Politicians produce a lot of content, and never more so than once an election has been called.

How do they manage to get it all so wrong then?  Why do we disengage from what they say, and scoff at their promises, and how can you make sure your customers never feel the same way about the content you produce for them?

Here are five quick tips:

Biased 

We don’t trust pollies because they do not offer us balanced commentary, and trust us to make up their own minds. From the national broadband network to policies regarding asylum seekers, we only hear one side of the story.

Even when pollies do a complete backflip, such as Tony Abbot’s statements on education reform, our pollies will not tell us how they arrived at such a decision. They fear the negative headlines – but they get them anyway. We are not fooled

Irrelevant 

Our cities are choked with traffic, our health system on its knees, and we risk handing an uninhabitable planet on to our children.
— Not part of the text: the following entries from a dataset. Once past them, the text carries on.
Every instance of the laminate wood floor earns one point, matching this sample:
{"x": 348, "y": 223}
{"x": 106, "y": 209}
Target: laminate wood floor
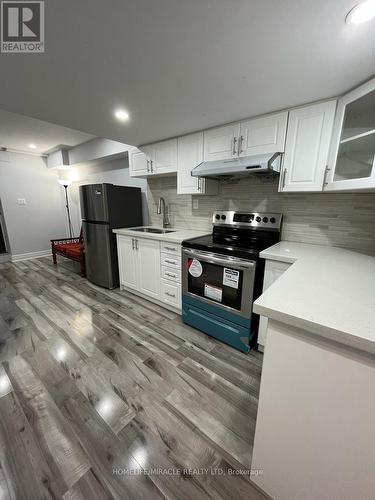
{"x": 105, "y": 395}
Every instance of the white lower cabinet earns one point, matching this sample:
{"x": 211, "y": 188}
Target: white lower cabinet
{"x": 146, "y": 267}
{"x": 190, "y": 155}
{"x": 127, "y": 262}
{"x": 273, "y": 270}
{"x": 171, "y": 293}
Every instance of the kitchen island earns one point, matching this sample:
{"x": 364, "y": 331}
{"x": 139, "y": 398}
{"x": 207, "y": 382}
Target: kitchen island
{"x": 315, "y": 433}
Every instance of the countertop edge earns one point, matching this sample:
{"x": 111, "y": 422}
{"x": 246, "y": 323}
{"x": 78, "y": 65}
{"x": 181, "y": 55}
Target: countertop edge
{"x": 178, "y": 236}
{"x": 318, "y": 330}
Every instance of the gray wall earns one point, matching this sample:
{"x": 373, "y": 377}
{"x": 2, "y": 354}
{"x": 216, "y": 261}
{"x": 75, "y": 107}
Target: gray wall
{"x": 114, "y": 172}
{"x": 30, "y": 227}
{"x": 339, "y": 219}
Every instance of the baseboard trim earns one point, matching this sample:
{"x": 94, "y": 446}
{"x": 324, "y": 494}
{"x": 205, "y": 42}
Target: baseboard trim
{"x": 30, "y": 255}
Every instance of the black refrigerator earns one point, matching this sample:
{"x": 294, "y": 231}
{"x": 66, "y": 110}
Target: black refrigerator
{"x": 105, "y": 207}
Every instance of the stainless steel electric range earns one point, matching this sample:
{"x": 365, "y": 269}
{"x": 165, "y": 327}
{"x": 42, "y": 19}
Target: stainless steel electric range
{"x": 222, "y": 274}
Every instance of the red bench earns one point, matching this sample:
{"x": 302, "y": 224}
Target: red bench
{"x": 70, "y": 248}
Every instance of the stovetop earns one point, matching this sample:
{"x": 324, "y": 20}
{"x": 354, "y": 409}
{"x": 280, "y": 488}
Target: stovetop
{"x": 239, "y": 234}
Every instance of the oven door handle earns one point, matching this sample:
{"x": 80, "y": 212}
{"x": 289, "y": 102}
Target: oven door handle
{"x": 220, "y": 259}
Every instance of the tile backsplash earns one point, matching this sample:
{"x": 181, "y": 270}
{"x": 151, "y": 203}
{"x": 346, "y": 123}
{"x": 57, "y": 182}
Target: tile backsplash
{"x": 336, "y": 219}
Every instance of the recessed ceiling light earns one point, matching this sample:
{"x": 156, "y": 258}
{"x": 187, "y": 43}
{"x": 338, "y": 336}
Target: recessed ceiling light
{"x": 122, "y": 115}
{"x": 361, "y": 13}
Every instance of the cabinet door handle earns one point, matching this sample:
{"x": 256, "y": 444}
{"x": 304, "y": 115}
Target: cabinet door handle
{"x": 234, "y": 146}
{"x": 284, "y": 178}
{"x": 240, "y": 150}
{"x": 326, "y": 170}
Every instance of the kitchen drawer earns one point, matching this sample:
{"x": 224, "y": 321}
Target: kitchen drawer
{"x": 171, "y": 293}
{"x": 170, "y": 260}
{"x": 171, "y": 248}
{"x": 171, "y": 274}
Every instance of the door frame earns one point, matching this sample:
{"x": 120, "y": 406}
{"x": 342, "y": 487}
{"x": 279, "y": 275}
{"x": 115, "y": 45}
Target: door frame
{"x": 5, "y": 233}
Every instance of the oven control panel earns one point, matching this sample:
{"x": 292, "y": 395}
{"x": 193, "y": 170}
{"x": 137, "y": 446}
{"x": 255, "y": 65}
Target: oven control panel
{"x": 247, "y": 219}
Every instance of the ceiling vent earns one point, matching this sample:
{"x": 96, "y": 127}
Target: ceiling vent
{"x": 58, "y": 159}
{"x": 4, "y": 155}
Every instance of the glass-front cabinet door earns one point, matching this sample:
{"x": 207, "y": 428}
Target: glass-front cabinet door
{"x": 352, "y": 158}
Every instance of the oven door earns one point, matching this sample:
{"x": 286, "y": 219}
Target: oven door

Yet politicians are obsessed with a few thousand refugees arriving by boat, with their own parties, and with hurling abuse at each other.

Broadcast 

Ours is a world of interaction and engagement, but pollies are still in broadcast mode. With few exceptions, politicians simply hurl their messages into space, with few opportunities to listen to the responses their words create (Q&A being  a notable exception to the rule).

Even on Twitter and Facebook, there is little opportunity for exchange.

Inauthentic 

Social media is a great BS filter. If some BS gets past our defences, we can count on the crowd to haul it into prominence. So why do politicians continue to serve up lashings of the brown stuff, stuff we know they do not believe in, and cannot swallow themselves (so why would we)

Boring 

The world is a tremendously exciting place – extraordinary achievements are a daily occurrence, as are tragedies of every kind. Politician could inspire us by drawing attention to the events that inspire and those that disgust them, both of which are motivators.

 

Imagine a day when a politician stands in front of the camera to comment on a world event that changed her life, spoke passionately on a personal subject that moved him, commented on the merits of policies from the opposite side of politics, or reminded us of the issues facing the world and its future.

Then we’d all be clamouring for an election campaign.